Stop apologising to her she's a fruit loop. Have no more communication with any of them, what's the point, you can't do any right according to them so why bother!
I have a Sil just like that. Meeting someone who doesn't just tolerate their behaviour sends them off the scale. You will never change her, it's pointless trying. Make the choices which are right for you and your Dp and leave crazy Sil to stew in her own juice. Mine expected me to just accept being treated like complete shit and was totally blindsided when the result of her behaviour was a complete blanking from me. The only person she actually hurt was her brother. She sees herself as some wronged victim purely because I exist (I have never had any meaningful interaction with her ever, she simply hated not being in control of her brother's choice of girlfriend) and nothing anyone does will change that. We just live our lives because hell will freeze over before a self obsessed bully will run my life. Stick up for yourself.
OP, you have the patience of a saint!!
Time to go NC. She WILL find a way to ruin your wedding day.

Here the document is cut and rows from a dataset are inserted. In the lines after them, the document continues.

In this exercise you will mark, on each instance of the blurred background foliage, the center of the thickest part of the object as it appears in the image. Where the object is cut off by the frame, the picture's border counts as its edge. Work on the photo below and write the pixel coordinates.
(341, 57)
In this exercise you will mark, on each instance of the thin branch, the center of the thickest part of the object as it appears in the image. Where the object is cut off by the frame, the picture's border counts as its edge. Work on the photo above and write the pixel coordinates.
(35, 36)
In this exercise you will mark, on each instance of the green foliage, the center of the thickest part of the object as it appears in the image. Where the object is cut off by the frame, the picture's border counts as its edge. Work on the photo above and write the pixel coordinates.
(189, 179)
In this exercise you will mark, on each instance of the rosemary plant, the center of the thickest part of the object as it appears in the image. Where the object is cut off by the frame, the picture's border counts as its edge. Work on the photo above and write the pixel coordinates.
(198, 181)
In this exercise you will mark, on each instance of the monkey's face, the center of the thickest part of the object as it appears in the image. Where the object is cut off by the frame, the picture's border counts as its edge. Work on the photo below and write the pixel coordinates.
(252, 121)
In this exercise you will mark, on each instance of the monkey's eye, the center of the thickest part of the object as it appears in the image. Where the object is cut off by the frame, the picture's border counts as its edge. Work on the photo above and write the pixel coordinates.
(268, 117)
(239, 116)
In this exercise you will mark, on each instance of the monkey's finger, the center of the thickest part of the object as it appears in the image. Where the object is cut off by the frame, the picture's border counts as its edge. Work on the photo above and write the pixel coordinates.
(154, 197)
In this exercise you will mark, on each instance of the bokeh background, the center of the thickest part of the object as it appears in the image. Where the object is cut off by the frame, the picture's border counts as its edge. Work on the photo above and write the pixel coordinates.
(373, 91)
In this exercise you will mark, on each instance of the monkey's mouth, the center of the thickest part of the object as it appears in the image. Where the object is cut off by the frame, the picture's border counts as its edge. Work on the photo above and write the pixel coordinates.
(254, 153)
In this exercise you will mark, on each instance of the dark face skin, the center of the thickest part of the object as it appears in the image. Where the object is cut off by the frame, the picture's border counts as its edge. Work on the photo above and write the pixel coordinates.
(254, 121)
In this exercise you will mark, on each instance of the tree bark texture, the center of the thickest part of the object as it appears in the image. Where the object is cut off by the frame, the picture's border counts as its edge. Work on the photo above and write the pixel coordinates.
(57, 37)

She sounds unhinged. Agree with others that you can't have a reasonable discussion when one person isn't reasonable.
Do you think she's so used to having every dance to her tune and is angry that you've changed the dynamic?
Yep, she's a nutter. The total looney tunes package. It's like stepping into another dimension.
Just cut all contact, no more apologies, and if you ever have to see again limit yourself to asking if they've worked out the correct dosage for her medication yet
My goodness you are patient! Most people would have cracked long ago, but you sound lovely and very considerate
SIL is a nasty, manipulative control freak. Well done on blocking her because whatever you do is going to be wrong.
They all sound odd
Don't let them come to your wedding
They'll only find a way of ruining it
She's absolutely batshit crazy. You have to disengage because for whatever reason she's taken against you and nothing you say will be good enough.
Your SIL has serious problems, the family are all minimising it and complying with it, even encouraging it by saying it's "her way" but seriously, she needs help to find any shred of emotional maturity.
Brilliant idea of your DP to block her number.
SIL has got issues! nothing you do will ever be good enough, so stop trying! And stop apologising, you've done nothing wrong.
Tell DP to tell them all that as they keep having issues with you, you're going to keep your distance from now on. They're welcome to the wedding and you'll be happy to make friends if they change their mind but don't interact with them anymore as you're just adding fuel to their batshit fire.